Ночью кончился снежный буран. Наступившее ясное морозное утро началось с попытки красных атаковать станицу Ольгинскую от Аксая. После боя, понеся большие потери, атаковавшие части отхлынули обратно за Дон. Генерал Канцеров приехал на мой участок, осмотрел поле боя и поехал вперёд - туда, где лежали скошенные пулемётным огнём цепи «товарищей».
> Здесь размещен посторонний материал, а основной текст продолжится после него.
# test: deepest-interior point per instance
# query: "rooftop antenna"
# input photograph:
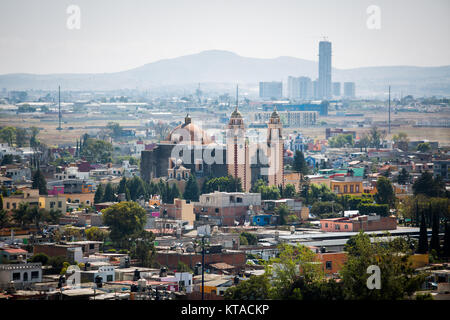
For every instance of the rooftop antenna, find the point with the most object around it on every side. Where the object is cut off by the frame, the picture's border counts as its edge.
(59, 107)
(237, 96)
(389, 110)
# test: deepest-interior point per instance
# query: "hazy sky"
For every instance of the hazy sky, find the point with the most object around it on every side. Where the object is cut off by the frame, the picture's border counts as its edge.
(119, 35)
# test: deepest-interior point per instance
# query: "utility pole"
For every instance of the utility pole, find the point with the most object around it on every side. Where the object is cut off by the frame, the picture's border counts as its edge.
(203, 268)
(59, 107)
(389, 109)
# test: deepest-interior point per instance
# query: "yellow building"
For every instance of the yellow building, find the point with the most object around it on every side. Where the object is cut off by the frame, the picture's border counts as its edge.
(293, 178)
(347, 186)
(180, 210)
(82, 198)
(53, 203)
(30, 196)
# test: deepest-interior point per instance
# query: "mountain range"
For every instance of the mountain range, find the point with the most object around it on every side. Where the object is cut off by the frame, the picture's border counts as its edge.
(216, 67)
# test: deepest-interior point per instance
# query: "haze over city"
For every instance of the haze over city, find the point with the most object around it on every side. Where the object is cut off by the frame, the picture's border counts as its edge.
(237, 152)
(117, 36)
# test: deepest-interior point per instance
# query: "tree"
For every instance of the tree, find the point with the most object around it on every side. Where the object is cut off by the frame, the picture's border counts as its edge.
(267, 192)
(250, 238)
(446, 248)
(36, 215)
(99, 193)
(34, 142)
(124, 219)
(403, 177)
(283, 211)
(183, 267)
(376, 137)
(4, 219)
(94, 150)
(191, 191)
(39, 182)
(341, 140)
(109, 195)
(429, 186)
(137, 188)
(53, 216)
(423, 236)
(294, 265)
(20, 214)
(21, 137)
(398, 279)
(255, 288)
(115, 130)
(300, 164)
(8, 135)
(401, 141)
(7, 159)
(385, 192)
(95, 234)
(289, 191)
(174, 193)
(434, 242)
(40, 257)
(144, 248)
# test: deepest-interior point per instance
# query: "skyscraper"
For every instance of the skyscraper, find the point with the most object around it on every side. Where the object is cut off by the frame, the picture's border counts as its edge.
(271, 90)
(336, 89)
(324, 84)
(349, 90)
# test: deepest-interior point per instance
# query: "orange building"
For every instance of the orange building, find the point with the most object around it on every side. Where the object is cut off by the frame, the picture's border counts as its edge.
(347, 186)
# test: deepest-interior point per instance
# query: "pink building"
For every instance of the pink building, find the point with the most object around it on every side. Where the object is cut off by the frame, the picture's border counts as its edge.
(55, 190)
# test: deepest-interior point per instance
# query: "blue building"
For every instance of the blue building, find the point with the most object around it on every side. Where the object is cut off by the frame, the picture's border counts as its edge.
(261, 220)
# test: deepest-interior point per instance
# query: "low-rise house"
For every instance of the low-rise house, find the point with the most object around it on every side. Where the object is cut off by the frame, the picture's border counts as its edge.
(355, 224)
(229, 208)
(24, 273)
(179, 210)
(13, 255)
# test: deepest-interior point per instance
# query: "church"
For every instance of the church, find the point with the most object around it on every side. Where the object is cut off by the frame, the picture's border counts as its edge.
(189, 149)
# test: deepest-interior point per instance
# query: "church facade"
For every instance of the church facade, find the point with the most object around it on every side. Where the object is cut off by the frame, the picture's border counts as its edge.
(191, 147)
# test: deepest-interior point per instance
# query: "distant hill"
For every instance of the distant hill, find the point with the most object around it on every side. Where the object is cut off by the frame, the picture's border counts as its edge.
(224, 67)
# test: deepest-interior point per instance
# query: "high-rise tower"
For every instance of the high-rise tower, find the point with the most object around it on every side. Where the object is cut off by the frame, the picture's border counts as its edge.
(324, 82)
(238, 163)
(275, 150)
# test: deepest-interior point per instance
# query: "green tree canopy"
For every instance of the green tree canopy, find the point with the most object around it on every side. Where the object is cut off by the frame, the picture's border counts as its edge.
(39, 182)
(124, 219)
(385, 192)
(191, 191)
(398, 279)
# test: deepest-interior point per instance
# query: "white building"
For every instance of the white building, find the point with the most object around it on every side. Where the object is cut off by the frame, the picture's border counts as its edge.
(20, 273)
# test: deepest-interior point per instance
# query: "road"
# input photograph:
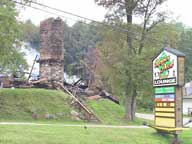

Возвращаясь на линию моих окопов, начдив встретил солдата, посланного мной с приказанием на передовую заставу. Солдат не обратил ни малейшего внимания на ехавшего верхом генерала, да и вряд ли угадал в нём начальника, а потому спокойно продолжал свой путь и не отдал чести.
– Стой, - остановил его Канцеров. – Почему не становишься во фронт? Ты видишь, кто я?
– Никак нет, - ответил растерянно солдат.
– Я генерал Канцеров, командир дивизии. Понял? Ну, становись во фронт!
Перепуганный солдат неуклюже вытянулся.
– Не так, - слезая с коня, сказал Канцеров. – Садись на коня, проезжай мимо меня и кричи: «Здорово, Канцеров! »
Солдат замялся, но приказание исполнил. Раз десять по желанию генерала проезжал он мимо него с приветственным возгласом, на который, браво становясь во фронт, Канцеров громко отвечал: " Здравия желаю, Ваше-ство! "
– Ну, а теперь отдавай мне коня. Мой черёд ехать, а твой – становиться во фронт!
Лихо ставший во фронт солдат при первом же проезде мимо него генерала заслужил его полное одобрение. Спустя некоторое время, на мой вопрос посыльному, что это за происшествие, наблюдавшееся мною издалека, солдат описал мне эту сцену и, улыбаясь, закончил: " Ох, и бедовый! "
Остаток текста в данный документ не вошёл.